With the passing of time, we earn something called experience. Experience is often shared with others, which can link us to others with “shared experience.” These experiences that we maintain and recollect are often comprised of memories. All in hall, when we have experience doing something, we simply are acknowledging that we remember having done said thing enough times that we remember how to do it correctly.

Shared experience is wonderful, and it promotes empathy. A group of children bully a child, and other children nearby have sympathy for the child, whereas one child in the corner who has been bullied has empathy. While the situation is not ideal, shared experience can help encourage others.
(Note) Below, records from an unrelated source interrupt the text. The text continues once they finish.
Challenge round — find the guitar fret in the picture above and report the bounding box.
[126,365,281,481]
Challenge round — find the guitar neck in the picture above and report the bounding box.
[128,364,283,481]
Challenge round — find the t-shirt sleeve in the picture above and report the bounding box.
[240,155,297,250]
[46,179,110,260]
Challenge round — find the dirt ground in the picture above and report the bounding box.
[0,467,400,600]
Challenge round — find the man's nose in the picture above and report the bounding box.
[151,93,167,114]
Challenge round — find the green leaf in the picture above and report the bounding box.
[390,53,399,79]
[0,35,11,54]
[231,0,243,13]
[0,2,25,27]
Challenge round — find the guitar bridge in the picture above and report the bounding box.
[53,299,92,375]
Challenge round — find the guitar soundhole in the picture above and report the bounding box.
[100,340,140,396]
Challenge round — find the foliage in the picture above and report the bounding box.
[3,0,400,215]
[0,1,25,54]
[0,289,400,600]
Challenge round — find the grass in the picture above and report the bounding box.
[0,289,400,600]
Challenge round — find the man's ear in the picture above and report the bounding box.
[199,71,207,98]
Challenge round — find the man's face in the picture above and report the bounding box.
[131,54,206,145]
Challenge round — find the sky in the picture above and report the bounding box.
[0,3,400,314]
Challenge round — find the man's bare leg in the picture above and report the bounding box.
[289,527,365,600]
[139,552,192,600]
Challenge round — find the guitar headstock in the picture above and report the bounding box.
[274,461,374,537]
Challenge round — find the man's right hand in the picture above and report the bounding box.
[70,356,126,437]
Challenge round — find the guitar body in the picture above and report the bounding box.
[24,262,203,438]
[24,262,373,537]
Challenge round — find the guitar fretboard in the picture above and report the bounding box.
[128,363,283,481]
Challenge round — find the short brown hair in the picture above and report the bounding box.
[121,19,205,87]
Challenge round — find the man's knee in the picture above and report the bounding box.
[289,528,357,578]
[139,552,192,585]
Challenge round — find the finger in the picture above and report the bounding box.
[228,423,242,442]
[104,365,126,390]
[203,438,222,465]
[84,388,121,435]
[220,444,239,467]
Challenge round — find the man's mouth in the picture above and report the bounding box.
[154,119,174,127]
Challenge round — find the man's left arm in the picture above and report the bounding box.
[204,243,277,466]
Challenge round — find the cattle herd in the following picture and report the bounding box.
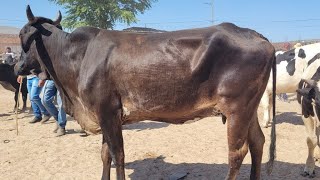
[0,6,320,179]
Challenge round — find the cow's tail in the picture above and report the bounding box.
[267,54,277,175]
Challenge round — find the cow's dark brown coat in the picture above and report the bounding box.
[15,7,275,179]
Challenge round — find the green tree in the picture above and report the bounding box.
[49,0,157,29]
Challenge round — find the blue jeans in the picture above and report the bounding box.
[27,77,49,119]
[42,80,67,128]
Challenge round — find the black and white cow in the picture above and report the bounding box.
[260,43,320,127]
[297,77,320,177]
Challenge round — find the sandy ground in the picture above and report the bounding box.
[0,87,320,180]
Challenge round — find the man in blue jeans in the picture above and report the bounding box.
[39,80,67,137]
[17,75,51,123]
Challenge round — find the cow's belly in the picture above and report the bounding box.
[122,95,218,124]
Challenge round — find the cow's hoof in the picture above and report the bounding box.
[301,171,316,178]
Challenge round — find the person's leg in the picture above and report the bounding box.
[31,77,50,119]
[27,78,42,123]
[41,80,58,123]
[57,91,67,136]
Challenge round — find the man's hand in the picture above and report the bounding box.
[38,79,46,87]
[17,76,23,83]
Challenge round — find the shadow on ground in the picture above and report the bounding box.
[276,112,304,125]
[122,156,320,180]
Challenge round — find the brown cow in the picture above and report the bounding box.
[18,6,275,179]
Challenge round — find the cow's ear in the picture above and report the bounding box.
[296,88,312,96]
[20,26,39,52]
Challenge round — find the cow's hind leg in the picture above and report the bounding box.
[260,90,272,128]
[13,92,18,112]
[21,92,28,112]
[301,117,318,177]
[101,135,112,180]
[226,111,251,180]
[100,110,125,180]
[248,113,265,180]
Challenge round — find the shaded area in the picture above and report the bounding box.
[124,154,320,180]
[0,113,12,117]
[276,112,304,125]
[123,121,170,131]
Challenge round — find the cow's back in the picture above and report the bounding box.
[90,24,274,123]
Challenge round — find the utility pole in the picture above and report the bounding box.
[204,0,214,24]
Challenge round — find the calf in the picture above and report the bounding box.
[0,64,28,111]
[261,43,320,127]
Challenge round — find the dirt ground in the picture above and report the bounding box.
[0,87,320,180]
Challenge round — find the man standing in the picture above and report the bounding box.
[39,80,67,137]
[17,75,51,123]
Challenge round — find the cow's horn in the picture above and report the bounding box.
[53,11,62,25]
[27,5,35,22]
[302,79,317,87]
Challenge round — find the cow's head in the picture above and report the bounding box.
[19,5,62,53]
[15,5,62,75]
[297,79,320,117]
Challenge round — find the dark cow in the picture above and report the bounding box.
[17,6,276,179]
[0,64,28,111]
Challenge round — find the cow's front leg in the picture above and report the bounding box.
[301,117,317,177]
[100,109,125,180]
[226,112,251,180]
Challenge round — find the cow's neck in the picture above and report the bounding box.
[36,26,70,100]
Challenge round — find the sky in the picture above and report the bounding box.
[0,0,320,42]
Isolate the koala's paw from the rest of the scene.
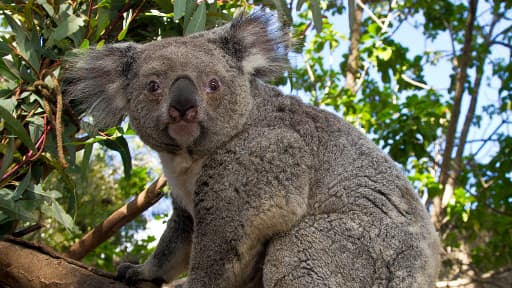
[115,263,164,285]
[116,263,145,284]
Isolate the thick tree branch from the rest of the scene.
[66,176,166,260]
[0,238,128,288]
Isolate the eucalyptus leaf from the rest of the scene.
[52,14,85,41]
[99,136,132,178]
[173,0,187,21]
[12,169,32,200]
[0,106,37,152]
[309,0,323,33]
[185,1,206,35]
[0,138,16,175]
[41,201,76,230]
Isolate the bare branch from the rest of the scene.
[66,176,166,260]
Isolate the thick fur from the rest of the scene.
[67,12,440,288]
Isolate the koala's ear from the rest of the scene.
[214,11,290,79]
[64,43,140,129]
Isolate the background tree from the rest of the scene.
[0,0,512,287]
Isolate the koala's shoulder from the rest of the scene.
[211,127,311,166]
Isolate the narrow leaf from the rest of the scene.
[0,58,19,81]
[174,0,187,21]
[99,136,132,178]
[53,14,84,41]
[309,0,322,33]
[0,138,16,175]
[185,1,206,35]
[12,169,32,200]
[0,106,37,152]
[41,201,75,230]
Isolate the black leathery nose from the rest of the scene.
[169,78,198,117]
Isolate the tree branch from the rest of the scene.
[432,0,478,228]
[65,176,166,260]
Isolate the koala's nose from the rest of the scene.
[169,78,198,120]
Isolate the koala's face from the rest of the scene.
[127,37,252,151]
[66,13,288,152]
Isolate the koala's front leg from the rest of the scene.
[185,129,309,288]
[116,205,194,283]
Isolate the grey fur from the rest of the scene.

We often (myself included) state “I remember when” and “I used to do.” Sentences like that can be dangerous. A man sitting in a wheelchair maybe let the memories of him walking resonate. A widow may live in the memories of when her husband was alive. A child may try to salvage and guard early memories of their mother, before she was killed in a car crash.
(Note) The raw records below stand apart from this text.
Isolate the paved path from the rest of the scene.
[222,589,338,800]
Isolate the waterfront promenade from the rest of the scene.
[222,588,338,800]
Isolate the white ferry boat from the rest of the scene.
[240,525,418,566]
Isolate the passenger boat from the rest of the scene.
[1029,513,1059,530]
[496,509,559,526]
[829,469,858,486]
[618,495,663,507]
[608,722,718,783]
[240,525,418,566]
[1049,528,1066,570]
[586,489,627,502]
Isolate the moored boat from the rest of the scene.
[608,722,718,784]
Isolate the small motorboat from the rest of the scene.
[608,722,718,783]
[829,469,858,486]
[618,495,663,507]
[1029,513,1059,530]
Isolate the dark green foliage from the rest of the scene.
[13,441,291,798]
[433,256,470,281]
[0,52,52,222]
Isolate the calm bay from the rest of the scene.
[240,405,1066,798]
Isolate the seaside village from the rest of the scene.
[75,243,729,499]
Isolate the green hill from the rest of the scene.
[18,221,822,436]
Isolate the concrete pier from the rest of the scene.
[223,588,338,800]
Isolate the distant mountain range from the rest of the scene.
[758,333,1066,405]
It seems to go from very simple to highly emotional, but that is exactly how it works. Sometimes a certain smell, or sound can trigger our minds to leave reality and go back to that moment. We all have moments like these. One song takes me back to a funeral I attended, and I will never not think of that moment.

It seems like a pit that cannot be escaped. We all wish we had abilities that we had when we were younger, and we all wish there were times when we could have made different decisions. There are times we opened our mouths when they should’ve not been, and there are times when we wish we spoke up. Memories like this can haunt individuals.
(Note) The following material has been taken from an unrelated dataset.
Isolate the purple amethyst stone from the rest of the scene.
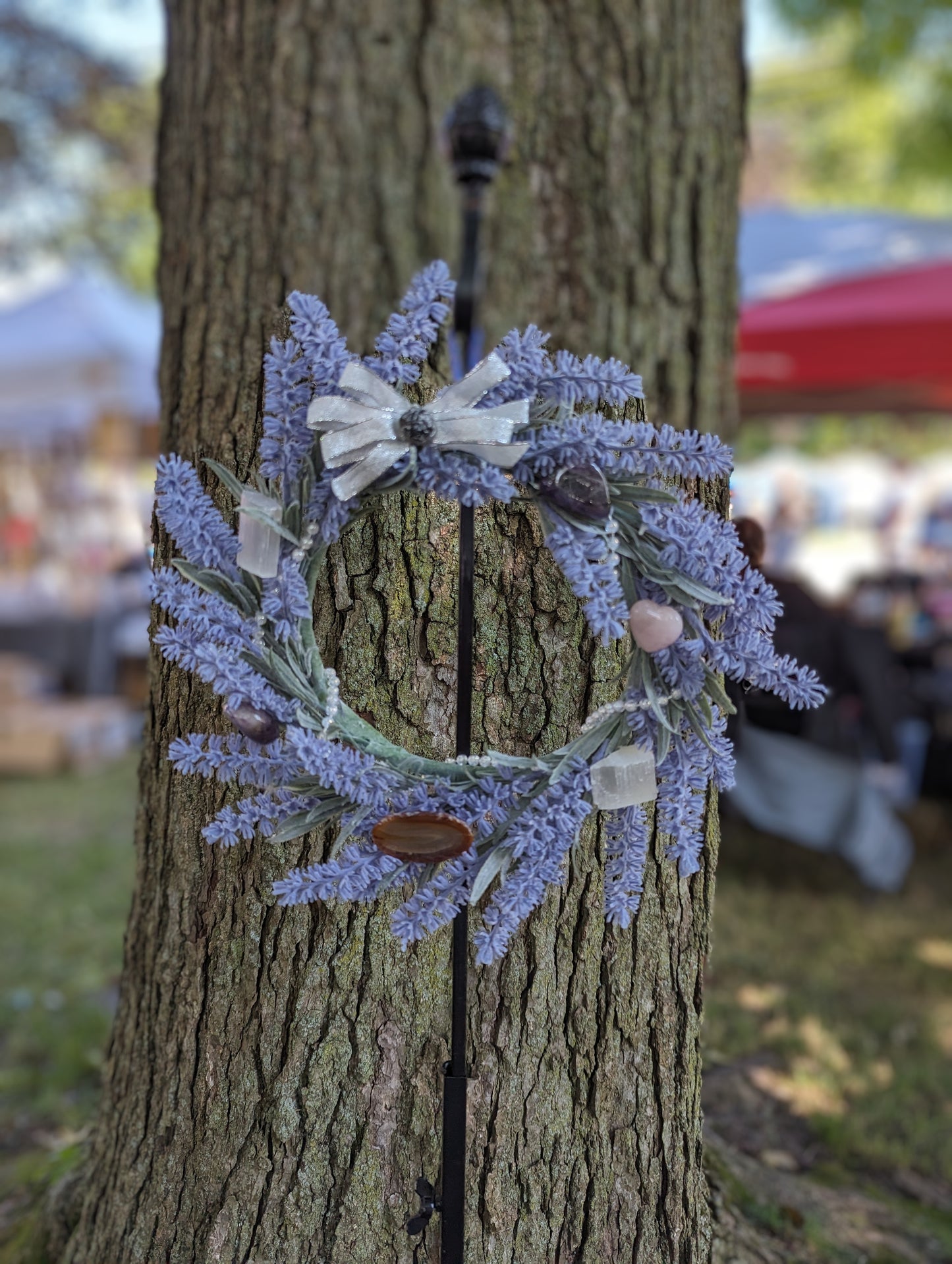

Almost anything can trigger a memory too. True story, when I was working doing Security at NBC Golf, one television anchor walked by me, and the cologne he was wearing hit me like a wall. I immediately recognized it as the same cologne my sister’s first husband wore (She got married when I was 8, divorced a few years later). Not having smelled that cologne in over 15 years, I was surprised that I knew.

Memories can be poison. Some people still live in their memories and refuse to come to reality. The issue with such situations is that it hinders progression. Every serious wound will have a healing process and a scar, and to pretend the wound never existed is negligent and counter-productive.

Every experience is experience, whether good or bad. The future though, is often in the hands of the people who faced them. People can go on to do great things after they adapt to new situations, but that requires letting the past go. I am sure that at some point we have all come to the realization that life is not like you planned it to be.

Maybe it is different than you thought, but that doesn’t mean that life is bad, right?